In the last decade, there has been a heightened awareness manifested by artists of the relationships between humans, other animals and the environment. Many artists are contributing to contemporary art museum bestiaries of live, dead, photographed and filmed animals, and reflecting on what our interspecies relationships reveal about us. These animals often function as metaphors or mirrors for our own animal nature.
A broad social recognition of the proximity of humans to other animals has arisen in light of popular reporting of scientific research – such as the human genome project’s confirmation at the turn of the millennium that 90 per cent of human cells derive from the same genetic material as the simplest forms of animal life. (It was in June 2000 that then United States president Bill Clinton announced that a first outline map of the human genome had been completed.) Significant changes have also occurred in the political and legal domains, notably in Spain, where in 2008 a resolution was passed in parliament in favour of granting large primates – chimpanzees, gorillas, orangutans and bonobos – rights in line with those accorded to humans.
Artists addressing this new thinking about animals are particularly questioning the anthropocentric separation of humans from other animals, and our historically instrumental and hierarchical relationships with other species.
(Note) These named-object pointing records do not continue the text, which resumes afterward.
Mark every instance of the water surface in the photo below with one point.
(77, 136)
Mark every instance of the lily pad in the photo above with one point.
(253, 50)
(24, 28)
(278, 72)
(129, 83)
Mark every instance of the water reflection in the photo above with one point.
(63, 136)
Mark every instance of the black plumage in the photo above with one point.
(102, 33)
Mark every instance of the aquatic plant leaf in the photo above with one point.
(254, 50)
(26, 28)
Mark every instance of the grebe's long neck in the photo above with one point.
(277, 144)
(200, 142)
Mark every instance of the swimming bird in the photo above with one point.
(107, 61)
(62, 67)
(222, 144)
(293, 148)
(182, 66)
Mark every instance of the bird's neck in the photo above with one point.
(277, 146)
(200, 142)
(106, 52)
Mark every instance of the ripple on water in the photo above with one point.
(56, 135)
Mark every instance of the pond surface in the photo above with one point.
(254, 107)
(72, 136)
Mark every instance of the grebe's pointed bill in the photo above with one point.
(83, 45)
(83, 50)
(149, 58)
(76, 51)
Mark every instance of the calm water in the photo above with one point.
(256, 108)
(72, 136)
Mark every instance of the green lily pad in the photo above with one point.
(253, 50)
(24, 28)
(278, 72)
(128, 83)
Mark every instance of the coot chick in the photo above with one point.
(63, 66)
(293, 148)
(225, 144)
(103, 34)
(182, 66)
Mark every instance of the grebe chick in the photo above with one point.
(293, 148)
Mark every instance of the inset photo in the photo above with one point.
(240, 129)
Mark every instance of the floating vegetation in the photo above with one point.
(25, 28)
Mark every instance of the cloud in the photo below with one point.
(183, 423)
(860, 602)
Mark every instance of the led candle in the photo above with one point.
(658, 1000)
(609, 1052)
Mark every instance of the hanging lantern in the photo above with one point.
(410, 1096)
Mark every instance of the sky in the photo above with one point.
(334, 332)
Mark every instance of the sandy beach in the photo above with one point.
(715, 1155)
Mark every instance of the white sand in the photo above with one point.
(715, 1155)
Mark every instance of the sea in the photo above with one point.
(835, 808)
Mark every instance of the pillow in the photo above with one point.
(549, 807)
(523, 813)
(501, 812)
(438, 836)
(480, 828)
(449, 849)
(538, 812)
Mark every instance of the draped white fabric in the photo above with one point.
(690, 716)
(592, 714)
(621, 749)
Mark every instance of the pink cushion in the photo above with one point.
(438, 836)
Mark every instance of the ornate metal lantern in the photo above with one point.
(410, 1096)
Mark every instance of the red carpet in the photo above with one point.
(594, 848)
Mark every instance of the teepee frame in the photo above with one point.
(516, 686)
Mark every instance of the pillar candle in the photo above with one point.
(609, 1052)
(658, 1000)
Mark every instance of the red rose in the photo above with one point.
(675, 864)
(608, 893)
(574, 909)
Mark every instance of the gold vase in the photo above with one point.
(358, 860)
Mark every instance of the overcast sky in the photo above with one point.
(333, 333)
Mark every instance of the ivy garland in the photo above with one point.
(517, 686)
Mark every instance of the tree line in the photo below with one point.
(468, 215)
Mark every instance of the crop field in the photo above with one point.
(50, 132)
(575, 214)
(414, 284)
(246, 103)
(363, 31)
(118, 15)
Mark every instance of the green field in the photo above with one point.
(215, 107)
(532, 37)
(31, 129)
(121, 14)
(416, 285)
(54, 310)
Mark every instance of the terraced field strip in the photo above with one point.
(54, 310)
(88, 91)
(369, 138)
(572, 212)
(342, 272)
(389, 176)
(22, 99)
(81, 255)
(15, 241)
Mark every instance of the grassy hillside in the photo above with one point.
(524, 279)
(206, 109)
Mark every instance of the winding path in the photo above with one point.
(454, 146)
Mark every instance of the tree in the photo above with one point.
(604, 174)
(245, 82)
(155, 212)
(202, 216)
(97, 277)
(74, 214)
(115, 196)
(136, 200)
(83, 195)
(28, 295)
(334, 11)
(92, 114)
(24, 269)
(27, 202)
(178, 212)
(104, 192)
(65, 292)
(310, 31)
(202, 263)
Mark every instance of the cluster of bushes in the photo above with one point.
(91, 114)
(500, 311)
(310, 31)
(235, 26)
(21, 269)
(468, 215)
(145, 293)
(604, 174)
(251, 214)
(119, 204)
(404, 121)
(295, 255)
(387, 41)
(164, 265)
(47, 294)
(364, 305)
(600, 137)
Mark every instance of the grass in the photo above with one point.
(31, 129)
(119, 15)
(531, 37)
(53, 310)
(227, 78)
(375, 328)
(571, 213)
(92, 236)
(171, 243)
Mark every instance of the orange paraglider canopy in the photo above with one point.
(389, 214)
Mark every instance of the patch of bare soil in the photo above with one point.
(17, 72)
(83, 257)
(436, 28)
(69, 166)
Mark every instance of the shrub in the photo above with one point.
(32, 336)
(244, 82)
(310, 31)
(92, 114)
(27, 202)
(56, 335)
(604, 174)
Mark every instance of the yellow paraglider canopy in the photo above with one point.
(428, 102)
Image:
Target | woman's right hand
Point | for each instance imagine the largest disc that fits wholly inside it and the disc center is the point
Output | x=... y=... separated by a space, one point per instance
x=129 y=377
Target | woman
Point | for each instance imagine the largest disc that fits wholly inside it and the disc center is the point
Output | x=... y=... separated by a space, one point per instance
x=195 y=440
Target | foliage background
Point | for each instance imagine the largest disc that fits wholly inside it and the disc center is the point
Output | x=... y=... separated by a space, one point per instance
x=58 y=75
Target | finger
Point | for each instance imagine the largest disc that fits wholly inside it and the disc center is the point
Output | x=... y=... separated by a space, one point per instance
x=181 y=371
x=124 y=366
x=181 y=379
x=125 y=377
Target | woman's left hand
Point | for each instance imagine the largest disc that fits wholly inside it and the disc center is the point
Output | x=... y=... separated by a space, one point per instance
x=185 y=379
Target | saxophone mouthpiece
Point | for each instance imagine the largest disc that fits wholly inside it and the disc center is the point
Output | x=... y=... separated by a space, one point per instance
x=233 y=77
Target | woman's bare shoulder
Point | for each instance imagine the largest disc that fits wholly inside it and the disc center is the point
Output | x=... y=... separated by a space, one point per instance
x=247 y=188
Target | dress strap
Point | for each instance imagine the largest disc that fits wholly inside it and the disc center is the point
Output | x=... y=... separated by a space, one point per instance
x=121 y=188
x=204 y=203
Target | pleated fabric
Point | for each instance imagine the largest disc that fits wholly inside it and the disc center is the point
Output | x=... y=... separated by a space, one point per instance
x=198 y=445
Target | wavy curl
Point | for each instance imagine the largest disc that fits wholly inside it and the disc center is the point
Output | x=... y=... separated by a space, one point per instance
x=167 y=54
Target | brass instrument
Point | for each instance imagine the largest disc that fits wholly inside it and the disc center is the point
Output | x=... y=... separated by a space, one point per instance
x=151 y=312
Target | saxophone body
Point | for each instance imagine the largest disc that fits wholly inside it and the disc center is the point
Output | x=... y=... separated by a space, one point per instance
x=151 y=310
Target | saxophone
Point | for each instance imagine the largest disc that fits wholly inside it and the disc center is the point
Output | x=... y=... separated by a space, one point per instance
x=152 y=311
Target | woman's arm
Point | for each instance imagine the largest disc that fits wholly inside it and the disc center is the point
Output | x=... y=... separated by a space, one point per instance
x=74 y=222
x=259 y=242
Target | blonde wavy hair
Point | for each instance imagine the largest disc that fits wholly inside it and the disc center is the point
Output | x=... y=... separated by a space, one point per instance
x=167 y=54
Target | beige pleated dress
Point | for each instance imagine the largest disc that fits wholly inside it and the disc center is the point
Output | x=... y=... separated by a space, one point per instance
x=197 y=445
Non-human animals in art have come to signify both what is excluded by humanity and what it lacks. Animals offer a vehicle for artists to explore the limits to human recognition of ecological relationships and responsibilities, as well as the animal nature of human experience – including the experience of art. Paola Pivi’s photograph of white animals sourced from an advertising casting agency, One Love 2007, is seen in this space. She underlines the relationship between how animals are represented and human politics and identity:
I think man and art can’t be separated. These are white animals, not black or colored animals. I think it says something about our world . . . We are represented in the animals, too. Even if you know nothing about the history of animal domestication they say something about us.